Nidec and Embraer are hoping to capitalize on the push in the industry to reduce carbon dioxide emissions. Last year, the United Nations’ aviation agency — the International Civil Aviation Organization — advocated for a goal of net-zero air transport emissions by 2050. The air taxi motors Nidec is developing would run on lithium ion batteries.
“These are the waves that Nidec is following,” Gorman said. “The industry wants to decarbonize. Needs to decarbonize.”
The joint venture’s first customer, Florida-based Eve Air Mobility, is a spinoff company of Embraer. Eve aims to get its craft into service in 2026. The Eve air taxis will have a range of 60 miles, a spokesperson said. They will initially seat a pilot, four passengers and luggage, but will eventually be made to function autonomously and carry six passengers.
There should be a number of different companies bringing eVTOLs to the market between 2025 and 2027, said Vincent Braley, chief of staff for Nidec’s motion and drives business.
One California-based company, Joby, plans to begin passenger flights in 2025.
Federal regulators are laying the groundwork for eventual approval of eVTOLs — just last month the Federal Aviation Administration released its proposed rules for certifying eVTOL pilots.
In the future, the motors could potentially be used for cargo drones. Further in the future, they could be used to power airplanes — perhaps beginning with smaller, private or agricultural aircraft, Braley said.
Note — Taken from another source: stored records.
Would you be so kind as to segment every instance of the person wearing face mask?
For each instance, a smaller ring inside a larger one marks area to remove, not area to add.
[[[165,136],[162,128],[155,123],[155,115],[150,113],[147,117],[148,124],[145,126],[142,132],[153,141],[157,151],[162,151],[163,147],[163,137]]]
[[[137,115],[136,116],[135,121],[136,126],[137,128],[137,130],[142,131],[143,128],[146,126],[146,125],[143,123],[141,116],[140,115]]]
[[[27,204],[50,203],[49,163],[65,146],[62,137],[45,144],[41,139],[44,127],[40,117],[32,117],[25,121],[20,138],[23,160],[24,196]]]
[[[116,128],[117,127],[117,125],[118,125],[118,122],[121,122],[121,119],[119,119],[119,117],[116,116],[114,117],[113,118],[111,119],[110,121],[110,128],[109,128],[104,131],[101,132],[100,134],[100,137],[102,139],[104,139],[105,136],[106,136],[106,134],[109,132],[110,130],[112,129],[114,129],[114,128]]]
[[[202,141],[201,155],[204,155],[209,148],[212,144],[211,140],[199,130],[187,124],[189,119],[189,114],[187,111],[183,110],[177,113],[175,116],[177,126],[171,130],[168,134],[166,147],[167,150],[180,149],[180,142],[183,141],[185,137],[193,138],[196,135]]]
“It is a very substantial, high-growth market,” Gorman said.
Braley said Nidec’s new joint venture plans to hire 30 to 60 people in the first two to three years, many of them engineers.
The team will work on computer models of motors, and then develop prototypes, and run tests on those prototypes.
While the joint venture will be headquartered in Ferguson, it’s undecided how much of the research and development work will be done in there, Braley said. St. Louis is an aerospace city, while Embraer has a large presence in Florida’s “space coast.”
Nidec’s motors business used to be a part of Emerson, until Nidec acquired it in 2010. The unit is still located on Emerson’s 200-acre campus on West Florissant Avenue in Ferguson. Nidec has several hundred employees at the site, most in roles that support the larger company’s operations, like accounting and marketing. Others work in the labs there, running tests on motors and components.
Nidec has ventured into aerospace in other ways: It has worked with Tokyo-based SoftBank to create a lightweight motor for an unmanned, solar-powered glider. But the new joint venture is the company’s most significant push, so far, to enter the aerospace industry.
Nidec will own 51% of the joint venture, and the deal is expected to close by the end of the year.